Parshat Mikeitz

During the entire time that the brothers met with Joseph in Egypt, they were completely unable to recognize him for who he was. It’s quite unbelievable. This viceroy was clearly not of Egyptian origin. He looked exactly like their father, Jacob. They knew that their brother might have ended up in Egypt. He took an abnormal amount of interest in them, giving them grain for nothing. He invited them to a banquet and seated them in order of birth. He was almost too eager to hear tidings of their father and just dying to meet their brother Benjamin (the only one who was Joseph’s full brother).

This incredible amount of strange coincidences all added up, quite obviously, to one conclusion: The “Egyptian” viceroy was in fact Joseph, the brother they had sold to slavery. And yet they did not see it.
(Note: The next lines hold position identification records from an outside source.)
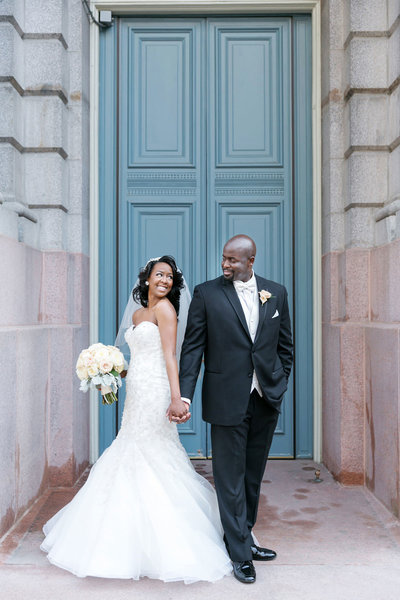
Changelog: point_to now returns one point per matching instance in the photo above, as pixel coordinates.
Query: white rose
(106, 366)
(93, 370)
(82, 372)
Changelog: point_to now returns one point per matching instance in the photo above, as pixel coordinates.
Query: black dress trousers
(240, 454)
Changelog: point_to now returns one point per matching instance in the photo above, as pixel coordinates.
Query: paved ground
(332, 542)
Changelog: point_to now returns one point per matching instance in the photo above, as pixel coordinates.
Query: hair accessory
(155, 259)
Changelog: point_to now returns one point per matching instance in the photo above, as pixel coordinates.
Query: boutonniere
(264, 296)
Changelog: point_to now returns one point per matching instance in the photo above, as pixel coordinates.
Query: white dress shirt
(248, 295)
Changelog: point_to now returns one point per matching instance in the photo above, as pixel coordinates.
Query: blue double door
(205, 150)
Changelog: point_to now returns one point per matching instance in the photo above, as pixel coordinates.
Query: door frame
(210, 7)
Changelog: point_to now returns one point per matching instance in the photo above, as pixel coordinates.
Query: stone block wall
(361, 243)
(44, 233)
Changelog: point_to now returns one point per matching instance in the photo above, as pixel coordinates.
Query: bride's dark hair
(141, 292)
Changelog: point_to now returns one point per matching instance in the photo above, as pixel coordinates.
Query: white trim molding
(182, 7)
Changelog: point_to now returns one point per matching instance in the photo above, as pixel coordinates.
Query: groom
(240, 323)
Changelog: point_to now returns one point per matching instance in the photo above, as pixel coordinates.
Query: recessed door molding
(208, 7)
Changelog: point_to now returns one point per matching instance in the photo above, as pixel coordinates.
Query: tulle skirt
(144, 511)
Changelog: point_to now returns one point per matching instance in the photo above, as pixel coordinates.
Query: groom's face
(236, 264)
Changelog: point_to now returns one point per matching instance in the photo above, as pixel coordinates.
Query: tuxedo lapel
(233, 298)
(263, 308)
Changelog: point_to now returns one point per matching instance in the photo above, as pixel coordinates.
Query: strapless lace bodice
(144, 511)
(147, 386)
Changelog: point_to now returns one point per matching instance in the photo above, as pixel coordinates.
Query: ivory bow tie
(242, 286)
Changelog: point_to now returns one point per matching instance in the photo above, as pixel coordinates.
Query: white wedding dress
(144, 511)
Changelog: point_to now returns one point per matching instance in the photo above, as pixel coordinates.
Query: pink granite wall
(44, 418)
(361, 369)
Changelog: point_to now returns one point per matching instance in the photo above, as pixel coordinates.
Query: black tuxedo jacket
(217, 329)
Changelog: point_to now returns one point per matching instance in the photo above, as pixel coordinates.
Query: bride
(144, 511)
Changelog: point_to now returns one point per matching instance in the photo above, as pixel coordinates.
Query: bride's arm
(167, 324)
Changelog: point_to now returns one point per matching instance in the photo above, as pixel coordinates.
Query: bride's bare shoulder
(165, 310)
(137, 316)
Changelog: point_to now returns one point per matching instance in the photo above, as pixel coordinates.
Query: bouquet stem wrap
(108, 395)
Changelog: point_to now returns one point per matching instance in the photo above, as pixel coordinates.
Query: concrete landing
(333, 543)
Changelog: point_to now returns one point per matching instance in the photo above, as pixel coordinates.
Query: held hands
(178, 411)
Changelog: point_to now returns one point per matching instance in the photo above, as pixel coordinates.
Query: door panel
(162, 167)
(249, 155)
(196, 146)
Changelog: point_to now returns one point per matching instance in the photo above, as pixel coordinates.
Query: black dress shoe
(244, 571)
(262, 553)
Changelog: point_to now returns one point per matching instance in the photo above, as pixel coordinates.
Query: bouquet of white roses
(99, 367)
The Sages tell us that if we do not wish to face reality, it can stare us in the face and we will not see it. If we desire something not to be so, it will not be so. And all the evidence in the world will not change our minds. That is the nature of human beings. We have a frightening propensity to rationalize and convince ourselves that we are honestly seeing reality, when deep down we know we are not.

Joseph had some dreams and the brothers sold him into slavery. They looked at the dreams as delusions of grandeur, rather than prophetic visions. Here, before them, the dreams were becoming reality. They had clearly been wrong in their judgment of Joseph, and horribly wrong to sell him as a slave. This was something they could not bring themselves to accept. It was too painful a realization. This man before them, therefore, could not possibly be Joseph, no matter how much evidence pointed to the contrary.

It happens to us, too. How often do we convince ourselves that things are true because we want them to be, or not true because we do not? The message of this week’s Torah portion is clear. Reality always stares us in the face. We do not need to be able to see it. We need to be willing to see it.